Crédito:Instituto Lula/ Agência Senado Procurador-geral recomendou rejeição da queixa-crime de Lula contra Caiado
De acordo com a Agência Estado, Lula alegou que o político praticou crimes de calúnia, injúria e difamação ao chamá-lo de "bandido frouxo". Janot, porém, considerou que as afirmações estão dentro do "âmbito de exercício" do mandato de Caiado, protegido por imunidade parlamentar.
"A mensagem impugnada faz menção aos escândalos de corrupção na Petrobras, abordando, pois, tema político de repercussão nacional e internacional. Por esse motivo, o assunto acabou inserido no bojo do debate político que permeia o exercício da atividade do parlamentar", avaliou o procurador.

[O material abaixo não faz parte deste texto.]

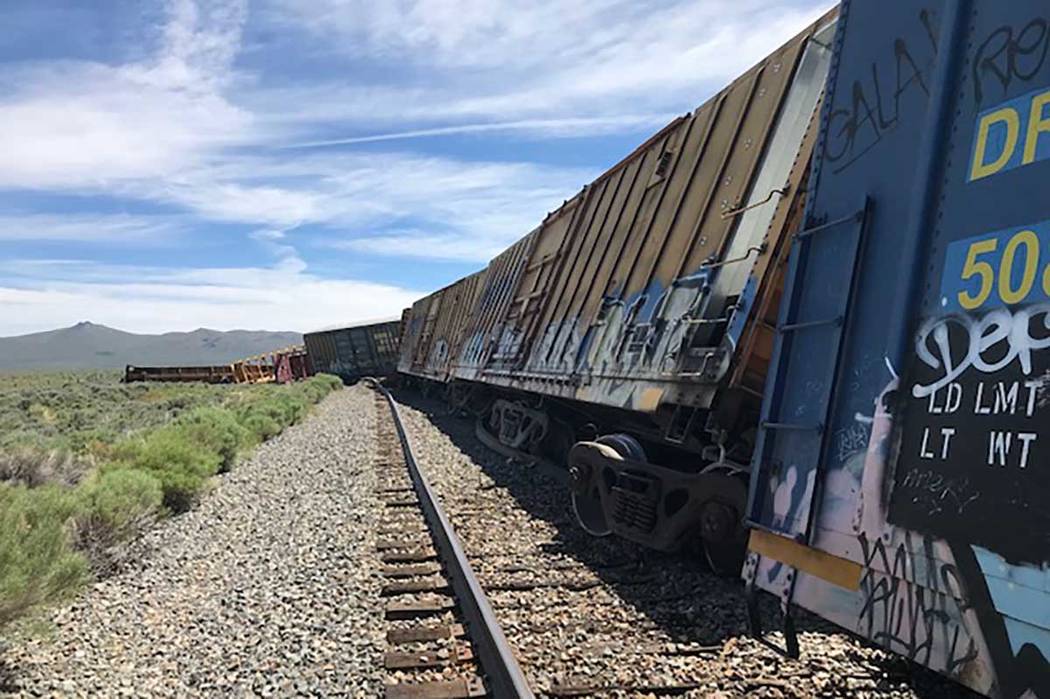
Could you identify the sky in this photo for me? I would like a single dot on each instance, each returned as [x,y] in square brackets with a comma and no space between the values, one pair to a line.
[299,164]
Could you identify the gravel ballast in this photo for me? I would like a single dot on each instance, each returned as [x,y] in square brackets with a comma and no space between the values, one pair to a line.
[597,612]
[267,588]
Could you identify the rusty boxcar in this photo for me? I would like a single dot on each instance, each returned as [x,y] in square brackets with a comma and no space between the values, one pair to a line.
[356,351]
[633,326]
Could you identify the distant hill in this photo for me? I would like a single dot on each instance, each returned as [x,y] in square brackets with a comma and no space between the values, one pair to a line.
[89,345]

Em fevereiro deste ano, o senador usou seu no Twitter para comentar sobre o pronunciamento feito por Lula sobre a convocação de integrantes de movimentos sociais para realizar atos em defesa da Petrobras e do governo da presidente Dilma Rousseff.
"Lula e sua turma foram pegos roubando a Petrobras e agora ameaça com a tropa do MST do Stédile e do Rainha para promover a baderna. Lula quer promover a instabilidade democrática de forma idêntica ao que ocorre na Venezuela com o ditador Maduro soltando seus coletivos", escreveu Caiado.
A defesa do ex-presidente argumentou que a afirmação ultrapassa a imunidade parlamentar e configura grave ofensa. O caso tem como relator o ministro Luiz Edson Fachin, que avaliará a queixa-crime de Lula e o parecer de Rodrigo Janot.